Muscle activity of the most-affected forearm (wrist flexors and extensors) was measured using magnetic resonance-compatible EMG (Brain Products; sampling frequency = 5000 Hz) during scanning in all 15 patients. We used Brainvision Analyzer 2.0 (Brain Products, Germany) for preprocessing and FieldTrip ( Oostenveld et al. , 2011 ) for time-frequency analyses. We performed the same analysis as described in our previous study ( Helmich et al. , 2011 ). Preprocessing included (i) magnetic resonance artefact correction; (ii) downsampling to 1000 Hz; (iii) filtering with a 20–200 Hz bandpass filter to remove movement artefacts; and (iv) rectifying the signal to enhance the information on EMG burst-frequency (tremor) of the signal. Subsequently, we calculated the time–frequency representations between 1–20 Hz in steps of 0.1 s using a 2-s Hanning taper, resulting in a 0.5 Hz resolution. By averaging over all time points we obtained an average power spectrum across segments.
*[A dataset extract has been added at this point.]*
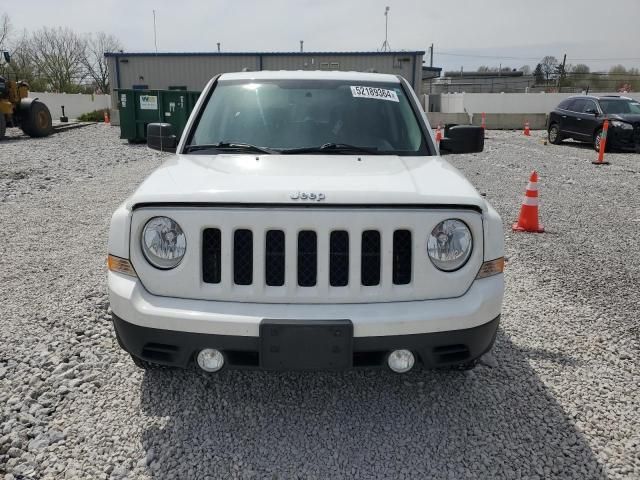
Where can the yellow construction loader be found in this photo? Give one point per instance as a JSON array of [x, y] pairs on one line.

For each patient, we calculated the time course of EMG power at each subject’s individual tremor frequency. The average tremor frequency across subjects was not significantly different between sessions (OFF: 4.6 ± 0.2 Hz; ON: 4.5 ± 0.1 Hz; mean ± SEM). This resulted in patient-specific regressors describing fluctuations in tremor amplitude (EMG-amp). To remove outliers, we calculated the logarithmic values of the EMG-amp and z-normalized the data within subjects. To capture activity related to changes in tremor amplitude, we calculated the first temporal derivative of the EMG-amp regressor (EMG-change). Importantly, there were no significant differences in EMG variance [as determined by the coefficient of variation (COV)] between both sessions [EMG-amp, OFF COV = 67.1, ON COV = 35.1 ( P = 0.77; two-tailed t -test); EMG-change, OFF COV = −32.2, ON COV = −45.8 ( P = 0.92; two-tailed t -test)].
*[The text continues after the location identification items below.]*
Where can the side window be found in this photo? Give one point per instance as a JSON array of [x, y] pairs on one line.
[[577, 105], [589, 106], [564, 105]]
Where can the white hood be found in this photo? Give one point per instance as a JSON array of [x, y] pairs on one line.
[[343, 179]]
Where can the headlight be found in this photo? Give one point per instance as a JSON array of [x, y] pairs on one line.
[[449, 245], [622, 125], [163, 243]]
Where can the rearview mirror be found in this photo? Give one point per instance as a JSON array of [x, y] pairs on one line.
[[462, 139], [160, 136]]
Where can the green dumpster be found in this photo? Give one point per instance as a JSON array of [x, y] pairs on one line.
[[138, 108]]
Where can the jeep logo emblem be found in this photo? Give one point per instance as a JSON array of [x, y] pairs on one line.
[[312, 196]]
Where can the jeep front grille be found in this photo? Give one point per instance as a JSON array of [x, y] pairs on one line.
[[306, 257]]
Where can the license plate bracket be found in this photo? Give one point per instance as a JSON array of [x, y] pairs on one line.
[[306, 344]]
After convolution of both EMG regressors with a haemodynamic response function, we considered EMG-amp and EMG-change as explanatory variables in a multiple regression analysis. The first-level general linear model (GLM) also included separate regressors of no interest: average signal across the whole brain (global signal to correct for head motion; Power et al. , 2014 ), in the bilateral ventricles, and over a blank portion of the magnetic resonance images (Out-of-Brain signal). Furthermore, we included 36 regressors describing head motion based on linear, quadratic and cubic effects of the six movement parameters belonging to each volume as well as the first and second derivative of each of those regressors (to control for spin-history effects) ( Lund et al. , 2005 ). Each GLM contained both sessions. Parameter estimates for all regressors were then obtained by maximum likelihood estimation.